In the housing market, the number of existing home sales declined further in October to an annualized 4.97M from an already slightly downwardly revised 5.03M. To make things worse, the number of months needed to sell all the houses for sale increased to a new record high at 10.8 months suggesting that there is no turnaround coming up yet and that more price declines will be needed to reduce inventories to a more normal level. Also median prices were weak, dropping 5.1% Y/Y.

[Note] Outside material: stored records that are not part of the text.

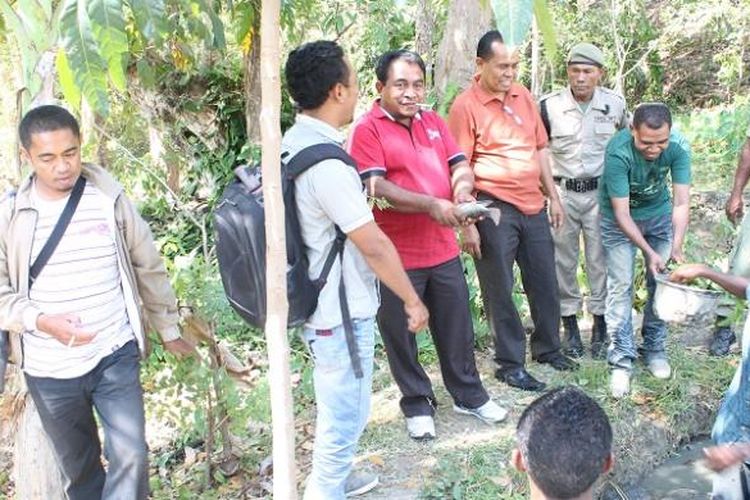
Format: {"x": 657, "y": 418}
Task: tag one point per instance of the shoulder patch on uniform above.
{"x": 612, "y": 93}
{"x": 550, "y": 94}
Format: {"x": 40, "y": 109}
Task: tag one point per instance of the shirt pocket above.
{"x": 564, "y": 135}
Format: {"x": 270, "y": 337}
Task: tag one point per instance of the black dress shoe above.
{"x": 520, "y": 379}
{"x": 722, "y": 341}
{"x": 559, "y": 362}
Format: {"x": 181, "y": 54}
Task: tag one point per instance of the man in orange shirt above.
{"x": 497, "y": 125}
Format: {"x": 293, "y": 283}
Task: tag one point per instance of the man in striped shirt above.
{"x": 77, "y": 330}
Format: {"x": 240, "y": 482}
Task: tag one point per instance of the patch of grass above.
{"x": 479, "y": 473}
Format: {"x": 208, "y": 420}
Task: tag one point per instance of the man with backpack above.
{"x": 407, "y": 156}
{"x": 74, "y": 315}
{"x": 329, "y": 195}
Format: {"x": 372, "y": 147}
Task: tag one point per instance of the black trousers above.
{"x": 527, "y": 240}
{"x": 443, "y": 290}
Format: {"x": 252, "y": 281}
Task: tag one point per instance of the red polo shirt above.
{"x": 417, "y": 158}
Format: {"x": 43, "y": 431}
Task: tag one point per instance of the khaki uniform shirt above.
{"x": 577, "y": 139}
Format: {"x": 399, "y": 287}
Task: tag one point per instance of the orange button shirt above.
{"x": 502, "y": 138}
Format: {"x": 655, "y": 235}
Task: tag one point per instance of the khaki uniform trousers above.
{"x": 581, "y": 216}
{"x": 739, "y": 265}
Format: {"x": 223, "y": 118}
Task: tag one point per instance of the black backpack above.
{"x": 240, "y": 238}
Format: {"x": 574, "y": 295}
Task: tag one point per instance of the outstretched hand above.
{"x": 65, "y": 328}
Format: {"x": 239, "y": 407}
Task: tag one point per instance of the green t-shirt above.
{"x": 628, "y": 174}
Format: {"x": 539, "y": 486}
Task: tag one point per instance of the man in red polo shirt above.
{"x": 497, "y": 125}
{"x": 409, "y": 158}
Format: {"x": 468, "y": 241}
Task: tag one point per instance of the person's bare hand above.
{"x": 735, "y": 208}
{"x": 180, "y": 347}
{"x": 687, "y": 273}
{"x": 443, "y": 211}
{"x": 66, "y": 328}
{"x": 677, "y": 256}
{"x": 471, "y": 242}
{"x": 463, "y": 198}
{"x": 417, "y": 315}
{"x": 556, "y": 213}
{"x": 722, "y": 456}
{"x": 655, "y": 263}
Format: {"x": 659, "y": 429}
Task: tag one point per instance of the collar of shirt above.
{"x": 380, "y": 112}
{"x": 595, "y": 103}
{"x": 485, "y": 97}
{"x": 322, "y": 128}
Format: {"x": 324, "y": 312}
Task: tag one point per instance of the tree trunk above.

EMU: Money supply growth surges amid market turmoil
In the euro zone, M3 money supply growth accelerated from 11.3% Y/Y in September to 12.3% Y/Y in October. Money supply growth is now at its fastest pace in more than 28 years. The counterparts of M3 showed that private sector lending growth accelerated too from 11.0% Y/Y in September to 11.2% Y/Y in October. This was mainly due to stronger lending growth to non-monetary financial intermediaries (22.8% vs. 20.2%) and to insurance corporations and pension funds (30.1% vs. 25.5%), while lending to the two most important categories, non-financial corporations and households, stabilized at respectively 13.9% Y/Y and 6.8% Y/Y. Within the latter sector, lending for house purchase stabilized at 7.9% Y/Y, while consumer credit accelerated slightly from 5.1% to 5.5% Y/Y. Despite the slight acceleration in consumer credit growth, the slowing trend is still intact, which raises some doubts about the economic outlook for consumer spending in the euro zone. This along with the fact that the current strong growth rate in money and credit supply probably overstates the underlying growth rate due to the recent credit turmoil suggests the ECB won’t overreact to these data.